Al primo giorno di lavoro ufficiale a Tursi, Silvia Salis, neo sindaca di Genova, inizia a svelare l’agenda della sua amministrazione, mettendo in fila quelli che secondo lei potrebbero essere i primi progetti a cui mettere mano. Tra questi la realizzazione di un vero e proprio campus universitario sul modello delle grandi città europee.
“Non una cosa con 20 posti qua e trenta di la – spiega – ma un vero luogo che possa essere usato dagli studendi per vivere e studiare ma anche per tutta la città – spiega a margine del suo insediamento – ci
sono dei luoghi che stiamo individuanto ma dobbiamo lavorarci bene, senza la frenesia dei primi giorni. Dobbiamo ricordarci che il mandato dura cinque anni. E dopo questi cinque anni dobbiamo lasciare una eredità reale e non fittizia”.

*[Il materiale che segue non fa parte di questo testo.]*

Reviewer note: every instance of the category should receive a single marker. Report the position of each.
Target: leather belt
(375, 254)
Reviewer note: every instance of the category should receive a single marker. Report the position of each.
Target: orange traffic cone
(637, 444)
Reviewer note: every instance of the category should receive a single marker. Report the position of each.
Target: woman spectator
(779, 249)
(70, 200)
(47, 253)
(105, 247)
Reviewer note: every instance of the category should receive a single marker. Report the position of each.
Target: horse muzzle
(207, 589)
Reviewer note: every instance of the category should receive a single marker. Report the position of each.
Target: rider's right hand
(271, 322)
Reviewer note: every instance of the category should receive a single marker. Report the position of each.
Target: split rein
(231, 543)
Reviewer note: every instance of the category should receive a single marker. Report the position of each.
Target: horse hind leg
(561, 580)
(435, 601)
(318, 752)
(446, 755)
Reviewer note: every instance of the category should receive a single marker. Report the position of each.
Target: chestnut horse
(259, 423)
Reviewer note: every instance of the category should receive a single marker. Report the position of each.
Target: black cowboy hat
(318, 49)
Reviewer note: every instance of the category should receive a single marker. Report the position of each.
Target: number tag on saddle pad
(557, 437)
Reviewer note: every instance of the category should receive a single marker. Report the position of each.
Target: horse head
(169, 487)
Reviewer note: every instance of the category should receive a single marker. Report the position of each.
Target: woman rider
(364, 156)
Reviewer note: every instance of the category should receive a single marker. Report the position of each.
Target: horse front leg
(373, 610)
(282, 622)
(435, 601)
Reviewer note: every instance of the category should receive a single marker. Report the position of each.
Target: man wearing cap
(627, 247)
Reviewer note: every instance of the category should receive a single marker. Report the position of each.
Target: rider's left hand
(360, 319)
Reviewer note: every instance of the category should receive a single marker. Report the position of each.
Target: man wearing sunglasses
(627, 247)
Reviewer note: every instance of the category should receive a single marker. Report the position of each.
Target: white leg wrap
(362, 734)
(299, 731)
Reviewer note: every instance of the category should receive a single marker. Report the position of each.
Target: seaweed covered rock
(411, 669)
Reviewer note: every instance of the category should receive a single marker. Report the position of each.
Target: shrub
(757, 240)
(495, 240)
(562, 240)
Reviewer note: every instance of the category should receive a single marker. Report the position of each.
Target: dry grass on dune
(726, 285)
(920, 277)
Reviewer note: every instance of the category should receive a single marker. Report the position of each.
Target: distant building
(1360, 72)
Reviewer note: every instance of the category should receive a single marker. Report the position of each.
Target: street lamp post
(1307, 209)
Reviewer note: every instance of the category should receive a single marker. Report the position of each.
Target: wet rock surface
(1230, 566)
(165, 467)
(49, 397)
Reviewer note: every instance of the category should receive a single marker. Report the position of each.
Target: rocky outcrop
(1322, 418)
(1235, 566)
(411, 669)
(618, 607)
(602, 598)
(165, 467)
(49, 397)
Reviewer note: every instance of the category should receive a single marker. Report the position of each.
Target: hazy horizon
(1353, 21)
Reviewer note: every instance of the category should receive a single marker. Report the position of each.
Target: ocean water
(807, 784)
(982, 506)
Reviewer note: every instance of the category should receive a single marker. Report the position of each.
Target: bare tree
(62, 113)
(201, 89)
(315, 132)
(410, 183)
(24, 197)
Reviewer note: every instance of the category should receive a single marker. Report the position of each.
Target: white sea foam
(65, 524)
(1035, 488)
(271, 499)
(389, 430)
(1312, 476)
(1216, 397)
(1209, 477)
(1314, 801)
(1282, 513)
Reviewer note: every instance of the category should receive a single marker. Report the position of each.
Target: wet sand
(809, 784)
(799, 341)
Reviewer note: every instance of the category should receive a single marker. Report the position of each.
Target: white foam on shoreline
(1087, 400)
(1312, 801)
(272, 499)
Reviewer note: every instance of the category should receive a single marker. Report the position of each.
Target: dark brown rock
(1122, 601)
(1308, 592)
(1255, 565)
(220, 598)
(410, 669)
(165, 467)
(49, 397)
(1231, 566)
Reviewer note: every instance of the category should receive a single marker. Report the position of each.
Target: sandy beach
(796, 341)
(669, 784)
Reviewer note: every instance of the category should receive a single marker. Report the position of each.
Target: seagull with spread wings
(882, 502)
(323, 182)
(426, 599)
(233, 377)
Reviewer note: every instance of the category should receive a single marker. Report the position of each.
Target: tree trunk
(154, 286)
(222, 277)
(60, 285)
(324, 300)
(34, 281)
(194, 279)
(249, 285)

“Siamo la sesta città d’Italia e non abbiamo un vero studentato – sottolinea poi Salis – è difficile rendersi attrattivi per chi ci vive e per chi viene da fuori. Costa tanto venire a Genova, costa tanto viverci. Mancano servizi, offerta culturale. Anche questi sono temi che devono essere portati avanti in quest’ottica”
(da Genova24)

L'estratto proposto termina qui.